You have thereby evaluated the price strata of a ceramic penguin. Go you!

Now, you know you can afford $8 or $12 for a ceramic penguin just fine, and you may be able to even buy two, if it will get you out of argyle pink socks. Your next step, then, is to evaluate the quality of the penguins, right?

How do you do that, on the other end of a computer? All you have to go on is the content on the site. The photos, the videos, the description, maybe there are user reviews of ceramic penguins. Chances are, though, you instantly evaluate off of the photo FIRST: does the penguin look cheesy? Does it look more like a seagull? Is the paint in the right spot? Is it attractively lit? This is done in a split second.

Now assume they all have decent photos. Maybe there are only 3 ceramic penguin manufacturers who supply the online stores you’re looking at, and they all have the same photographic style. Fine. Now you are going to read a bit about the description: oh, this penguin is only 3″ tall. This other one is actually RESIN, not ceramic, that was a close shave. That one uses the word “durable”… I don’t know if a good quality penguin has to list itself as “durable”, do you?

Note: all of these things are HIGHLY subjective. There is no facile way to quantify the quality of the content you are seeing outside of being in your head (or polling you, which by the way isn’t very accurate: most people polled on merchandising decisions often behave contrary to how they say they behave).
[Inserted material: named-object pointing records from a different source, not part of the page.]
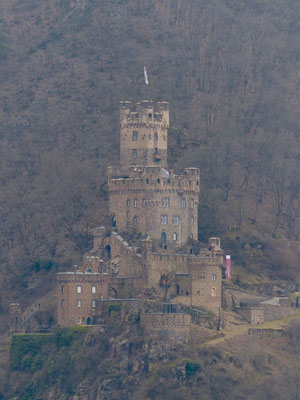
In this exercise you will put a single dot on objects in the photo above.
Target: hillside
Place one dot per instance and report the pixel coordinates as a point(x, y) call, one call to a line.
point(230, 70)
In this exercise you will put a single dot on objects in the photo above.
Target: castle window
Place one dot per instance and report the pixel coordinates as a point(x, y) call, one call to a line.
point(165, 202)
point(134, 136)
point(176, 219)
point(163, 220)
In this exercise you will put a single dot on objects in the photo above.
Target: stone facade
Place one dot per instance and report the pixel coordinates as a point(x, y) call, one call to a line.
point(157, 210)
point(144, 133)
point(77, 293)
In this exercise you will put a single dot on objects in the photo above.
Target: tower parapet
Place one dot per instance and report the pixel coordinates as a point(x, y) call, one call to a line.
point(144, 133)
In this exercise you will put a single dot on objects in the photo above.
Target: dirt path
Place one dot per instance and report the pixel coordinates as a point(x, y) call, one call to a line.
point(232, 332)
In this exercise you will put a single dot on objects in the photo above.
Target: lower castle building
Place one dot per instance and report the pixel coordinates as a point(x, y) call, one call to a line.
point(150, 251)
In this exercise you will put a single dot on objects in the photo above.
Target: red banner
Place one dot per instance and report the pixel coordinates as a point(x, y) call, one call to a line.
point(228, 272)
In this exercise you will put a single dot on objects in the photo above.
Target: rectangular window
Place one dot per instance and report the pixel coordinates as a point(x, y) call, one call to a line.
point(134, 136)
point(165, 202)
point(163, 220)
point(176, 219)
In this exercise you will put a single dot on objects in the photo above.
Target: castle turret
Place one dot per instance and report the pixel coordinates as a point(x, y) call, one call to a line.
point(144, 133)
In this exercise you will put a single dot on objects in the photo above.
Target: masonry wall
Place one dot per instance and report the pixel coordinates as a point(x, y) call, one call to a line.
point(144, 133)
point(154, 202)
point(199, 276)
point(166, 326)
point(69, 313)
point(273, 312)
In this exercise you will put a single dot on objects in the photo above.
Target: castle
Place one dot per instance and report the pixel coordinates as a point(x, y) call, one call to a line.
point(150, 250)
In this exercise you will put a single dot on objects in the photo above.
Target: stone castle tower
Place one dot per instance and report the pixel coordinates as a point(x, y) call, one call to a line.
point(144, 195)
point(156, 211)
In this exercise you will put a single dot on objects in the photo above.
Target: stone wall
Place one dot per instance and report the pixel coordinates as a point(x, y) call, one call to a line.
point(273, 312)
point(262, 333)
point(144, 133)
point(156, 202)
point(166, 326)
point(254, 315)
point(77, 306)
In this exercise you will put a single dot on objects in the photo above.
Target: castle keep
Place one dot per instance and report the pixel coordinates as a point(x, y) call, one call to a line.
point(150, 250)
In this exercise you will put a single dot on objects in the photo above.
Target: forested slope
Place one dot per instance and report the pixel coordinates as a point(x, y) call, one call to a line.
point(230, 70)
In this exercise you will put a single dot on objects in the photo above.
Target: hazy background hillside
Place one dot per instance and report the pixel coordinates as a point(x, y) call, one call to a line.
point(230, 70)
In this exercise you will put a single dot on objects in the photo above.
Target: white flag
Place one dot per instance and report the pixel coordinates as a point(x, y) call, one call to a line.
point(145, 75)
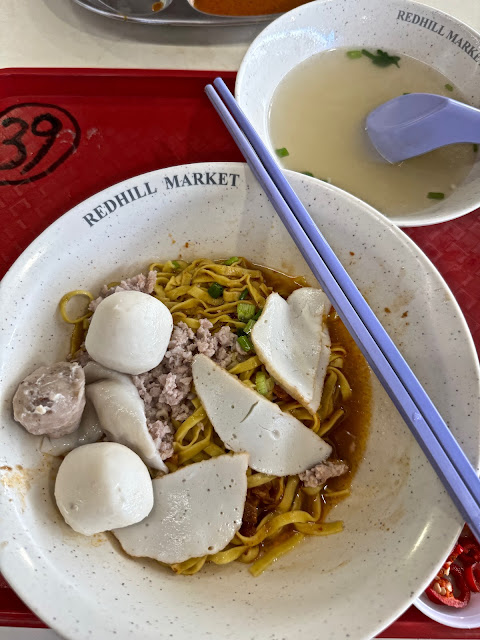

At this point you’ve whittled it down to two ceramic penguins. They’re mostly the same price, they both look good, their descriptions are free of warning words like “sturdy” or “robust”.  What’s the kicker?

User reviews.

Welcome to web 2.0 (finally): you are not going to trust Big Brother, you are going to trust your Fellow Man. And there you find it, buried amongst the 2 and 3 star reviews of your ceramic penguin options: the ones from Store A consistently arrive broken. You had to dig quite a bit to find the four user reviews that mention it, though.

And now, my dear readers, how do you quantify THAT? It’s  all in someone’s freetext upload somewhere. As the SELLER of ceramic penguins, how do you know it’s your user reviews tanking you? How do you know it’s not the photo, or the text description?**

As a company, you can benchmark your pricing against other companies; you can even attempt to benchmark your content (number of photos, relative sizing, what they capture; number of words, etc.). It is however the quality of the Store, and the Product, and the Content that will determine the actual purchase behavior. Great SEM and SEO will drive eyeballs to your ceramic penguins: you need to also have a reliable brand, a good product, and shiny, shiny content to get someone to press “Add to Cart” — and even then you’re hoping that that trifecta garners you the User Reviews you need to keep it going.


**PS yes there are ways of doing it — evaluate time on given pages, relative clicks, etc. — but it’s not as simple as a price evaluation. And humans are so not simple!